Walking the streets of the old, marbled city, and feeling the humidity settle on my cheeks like a blush, and pausing by the thick clumps of lilac bushes long enough to leave perfumed and violet, and then remembering the taste of the summers back then, and the bars back then, and the men back then, and thinking about the rushed excitement and anticipation of tipsy happy hour conversations, and the blistering rub of those tired days when I took the bus to work, when I chose to trudge the three miles home, because maybe then I could outpace the horrible truth that I loved him with an urgency and a consumption that, cities and years later, still astounds me—
I think: We are just stories.
Because the constants remain: the lights on the corner of 21st and P St., and the first sharp curve of Connecticut Avenue hitting Dupont Circle, and the wide, busy stretch of K Street, and the soft, gentle, perfect arch that carries you across Memorial Bridge to meet her golden stallions, always poised in a silent, grand finale on the Washington, DC side.
The constants remain: The Potomac still churns with an unfortunate brown tint.
A one-block walk, and you still catch the tourist, the lobbyist, the intern, the homeless, the privileged Georgetown-ian, the radical, the Republican, the high sheriff, the harried staffer, each charging (or settling) into the day with a purpose. Because this is Washington, DC, damn it. We’ve got an agenda!
My yoga studio has not changed its sign, its front windows, the bulk of its teaching staff, even its annual membership pricing. (I hope, for the students’ sake, they’ve at least changed the carpets and perhaps the rental mats.)
Happy hour runs rampant still. Even at Starbucks. You know you’re in our nation’s capitol when you can even enjoy your coffee for half off during the hours of 3 to 5 p.m.
On NBC, that same wrinkled, rumpled, greying man drabbles on about the weather forecast, which, still, includes a regular dose of thunderstorm warnings.
On every street corner, I still search for her face among the passer-bys.
I remember it so then. I remember it so clearly. I see it so plainly now.
The change is that many of the characters from my stories then—I have written them out of my stories now. I realize I have, in large part, even written Washington out, too.

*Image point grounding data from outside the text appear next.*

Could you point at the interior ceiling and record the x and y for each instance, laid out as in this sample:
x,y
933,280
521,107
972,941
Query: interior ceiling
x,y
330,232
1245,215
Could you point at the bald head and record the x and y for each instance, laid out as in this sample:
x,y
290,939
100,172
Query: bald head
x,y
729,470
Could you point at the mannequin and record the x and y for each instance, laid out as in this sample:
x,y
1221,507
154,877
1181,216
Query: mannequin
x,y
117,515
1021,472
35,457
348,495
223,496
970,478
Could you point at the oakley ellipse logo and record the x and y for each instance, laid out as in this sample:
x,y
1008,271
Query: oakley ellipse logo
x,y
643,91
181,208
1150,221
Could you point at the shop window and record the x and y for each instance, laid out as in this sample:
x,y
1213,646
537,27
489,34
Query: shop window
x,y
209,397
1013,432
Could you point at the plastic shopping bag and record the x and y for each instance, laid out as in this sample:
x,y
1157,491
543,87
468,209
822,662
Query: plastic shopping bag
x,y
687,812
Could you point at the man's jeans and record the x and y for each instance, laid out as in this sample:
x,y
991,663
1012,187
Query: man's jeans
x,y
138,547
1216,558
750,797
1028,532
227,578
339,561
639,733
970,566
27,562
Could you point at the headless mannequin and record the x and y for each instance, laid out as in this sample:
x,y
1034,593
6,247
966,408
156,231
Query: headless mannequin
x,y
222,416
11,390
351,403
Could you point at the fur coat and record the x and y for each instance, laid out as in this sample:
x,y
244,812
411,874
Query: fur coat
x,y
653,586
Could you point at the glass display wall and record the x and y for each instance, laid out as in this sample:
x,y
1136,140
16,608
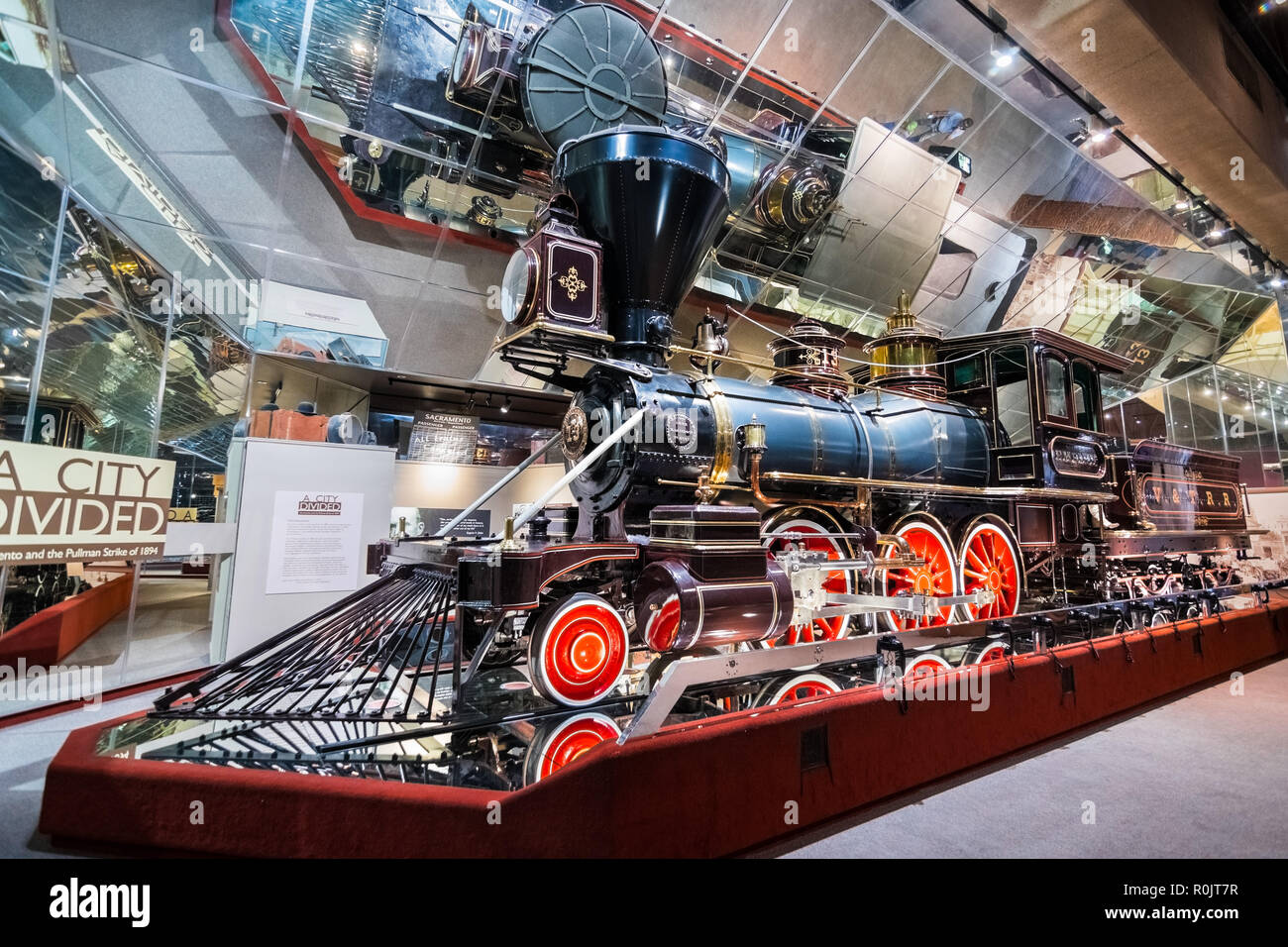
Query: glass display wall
x,y
99,352
312,147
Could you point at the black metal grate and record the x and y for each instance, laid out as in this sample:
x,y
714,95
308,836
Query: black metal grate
x,y
365,657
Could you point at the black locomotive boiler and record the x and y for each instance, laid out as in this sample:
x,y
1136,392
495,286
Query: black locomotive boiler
x,y
733,544
943,480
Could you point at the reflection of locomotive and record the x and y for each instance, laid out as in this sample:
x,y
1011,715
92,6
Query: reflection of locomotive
x,y
954,480
428,78
957,482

But, when I go back, each time, the constants remain, and it is as though I am visiting you all over again. It is as though I revert to the woman I was then, when we were young and new, our pockets full of stories, cheeks flushed with warmth, my hand drifting toward yours, letting time disappear.
And there, on the bedside table stands a bouquet of your lilacs, violet and vased, wading in shallow, green water.